Help may be on the way, but for now loan servicers “continue to turn to foreclosure as their most common response to borrowers in distress,” the coalition survey found. Foreclosures in San Diego County hit a record 1,556 properties in May, while lenders started foreclosure proceedings by issuing notices of default on 3,139 dwellings.
Sixty-eight percent of those who took the April coalition survey said foreclosures are a very common outcome for their clients. Only 9 agencies, less than a fourth of those responding, said loan modifications were a “very common” outcome.
Only 30 percent of those surveyed said the lending industry as a whole was conducting outreach to borrowers before their rates adjust upward.
The report said HOPE NOW, the lending industry’s national outreach program for troubled borrowers, hasn’t come close to meeting the need for loan modifications, despite increased outreach efforts.
HOPE NOW Executive Director Faith Schwartz said she strongly disagreed with the conclusion that the lending industry isn’t trying hard enough to help borrowers.
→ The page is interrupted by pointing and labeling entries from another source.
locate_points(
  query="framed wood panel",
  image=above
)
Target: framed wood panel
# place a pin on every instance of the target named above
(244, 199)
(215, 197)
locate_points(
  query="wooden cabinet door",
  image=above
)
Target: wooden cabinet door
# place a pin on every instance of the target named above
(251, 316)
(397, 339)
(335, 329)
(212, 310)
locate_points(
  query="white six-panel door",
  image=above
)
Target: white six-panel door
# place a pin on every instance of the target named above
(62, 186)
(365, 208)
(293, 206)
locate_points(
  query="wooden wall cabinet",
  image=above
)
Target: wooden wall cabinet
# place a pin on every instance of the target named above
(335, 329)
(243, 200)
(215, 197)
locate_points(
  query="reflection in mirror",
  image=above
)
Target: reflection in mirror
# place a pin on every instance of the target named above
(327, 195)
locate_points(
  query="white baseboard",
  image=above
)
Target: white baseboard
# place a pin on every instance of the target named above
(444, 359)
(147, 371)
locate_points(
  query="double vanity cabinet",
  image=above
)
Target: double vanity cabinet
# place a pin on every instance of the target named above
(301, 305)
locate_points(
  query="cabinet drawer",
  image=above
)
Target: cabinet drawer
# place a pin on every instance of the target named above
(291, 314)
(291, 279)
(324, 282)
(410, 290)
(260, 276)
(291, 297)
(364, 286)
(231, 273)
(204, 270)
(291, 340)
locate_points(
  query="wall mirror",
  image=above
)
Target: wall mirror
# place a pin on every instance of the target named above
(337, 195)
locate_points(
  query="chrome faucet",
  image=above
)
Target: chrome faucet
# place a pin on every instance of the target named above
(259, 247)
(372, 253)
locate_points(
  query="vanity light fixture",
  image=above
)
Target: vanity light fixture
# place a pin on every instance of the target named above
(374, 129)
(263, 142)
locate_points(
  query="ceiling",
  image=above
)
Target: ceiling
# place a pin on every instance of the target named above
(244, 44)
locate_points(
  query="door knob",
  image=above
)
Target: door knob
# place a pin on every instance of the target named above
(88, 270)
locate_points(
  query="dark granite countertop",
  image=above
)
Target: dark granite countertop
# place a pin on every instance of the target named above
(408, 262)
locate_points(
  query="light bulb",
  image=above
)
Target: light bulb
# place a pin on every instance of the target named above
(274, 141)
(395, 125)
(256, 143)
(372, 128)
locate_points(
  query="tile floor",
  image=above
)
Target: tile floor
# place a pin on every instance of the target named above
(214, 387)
She said her group is on track to help about 520,000 borrowers in the second quarter, the highest number in any quarter since the program began last year.
To help borrowers, the coalition report contained several recommendations. In part, it called on lenders to reduce interest rates, convert adjustable-rate loans to fixed-rate loans, and write down more debt.
Vincent J. Barnes, a senior counsel for the American Bankers Association, said pressuring lenders to write down debt could lead to tighter credit, cutting off loans to lower-income areas hit hard by foreclosures.
“When we wake up after the deals have been struck . . . we want to make sure there is still a situation where capital is flowing into these communities,” he said.